Publication year - 1984
Publication title -
lipids
Language(s) - English
Resource type - Journals
SCImago Journal Rank - 0.601
H-Index - 120
eISSN - 1558-9307
pISSN - 0024-4201
DOI - 10.1007/bf02534503
Subject(s) - lipidology , lipid peroxidation , clinical chemistry , chemistry , antioxidant , biochemistry , malondialdehyde , food science
Indirect evidence has suggested that lipid peroxidation is associated with iron overload in vivo. As a measure of lipid peroxidation, pentane expired in the breath of rats loaded with an accumulated dose of either 100 mg or 186–200 mg of iron injected intraperitoneally as iron dextran was measured over a 7 to 8 week period, and the effect on pentane production of feeding antioxidant‐supplemented diets was determined. By the seventh week of feeding the diets, rats fed 0.3% L‐ascorbic acid produced 17% less (P=0.03) pentane than did rats fed the basal antioxidant‐deficient diet, whereas rats fed 0.004% dl‐α‐tocopherol acetate produced 92% less (P<0.001).

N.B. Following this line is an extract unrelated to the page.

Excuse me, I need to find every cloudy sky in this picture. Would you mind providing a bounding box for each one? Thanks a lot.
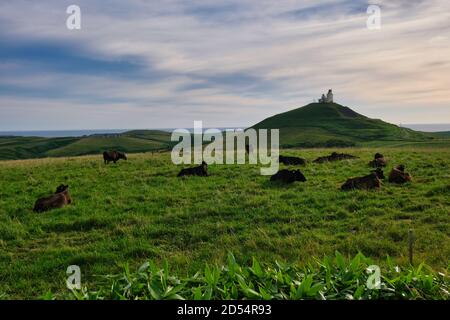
[0,0,449,130]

After being fed the basal diet for 7 weeks, iron‐loaded rats produced 76±9 pmol pentane/100 g body wt/min. When synthetic antioxidants were added to the diet at a concentration of 0.25%, the order of effectiveness in decreasing pentane production after 1 week was: N,N′‐diphenyl‐ p ‐phenylenediamine > ethoxyquin > butylated hydroxyanisole > butylated hydroxytoluene > propyl gallate ∼ no antioxidant. After removal of either ethoxyquin or N,N′‐diphenyl‐ p ‐phenylenediamine from the diets for 1 week, pentane production increased to a high level. The total amount of lipid soluble fluorophores in individual spleens of rats fed N,N′‐diphenyl‐ p ‐phenylenediamine, ethoxyquin, dl‐α‐tocopherol acetate, ascorbic acid and no antioxidant were correlated significantly with the corresponding total integrated amount of pentane produced by the individual rats over the 7 to 8 week period. This study has provided some of the most direct evidence to date that lipid peroxidation is associated with iron overload in vivo.